The phishing messages use a RAR-archive named “Saboteurs.rar”, which contains RAR-archive “Saboteurs 21.03.rar.”
This second archive contains SFX-archive “Saboteurs filercs.rar,” experts reported that the file name contains the right-to-left override (RTLO) character to mask the real extension.
The archive contains documents and images of the bait, as well as VBScript code (Thumbs.db), which will create and run the .NET program “dhdhk0k34.com.”
The attack chain ends with the delivery of a malicious program Cobalt Strike Beacon.

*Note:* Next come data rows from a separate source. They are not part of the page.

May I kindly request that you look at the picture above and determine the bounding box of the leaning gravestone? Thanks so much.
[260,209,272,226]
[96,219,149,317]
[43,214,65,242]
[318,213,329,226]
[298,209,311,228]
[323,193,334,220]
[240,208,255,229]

The “injector” is (“inject.exe”).
The attribution of the campaign to the GhostWriter APT (aka UAC-0051, UNC1151) is based on the code of the VBScript used in the attack.
Unlike other disinformation campaigns, GhostWriter doesn’t spread through social networks, instead, threat actors behind this campaign abused compromised content management systems (CMS) of news websites or spoofed email accounts to disseminate fake news.
The operators behind Ghostwriter targeted Belarusian entities before the 2020 elections, some of the individuals (representatives of the Belarusian opposition) targeted by the nation-state actor were later arrested by the Belarusian government.
Sensitive technical information gathered by the researchers suggests the threat actors were operating from Minsk, Belarus under the control of the Belarusian Military.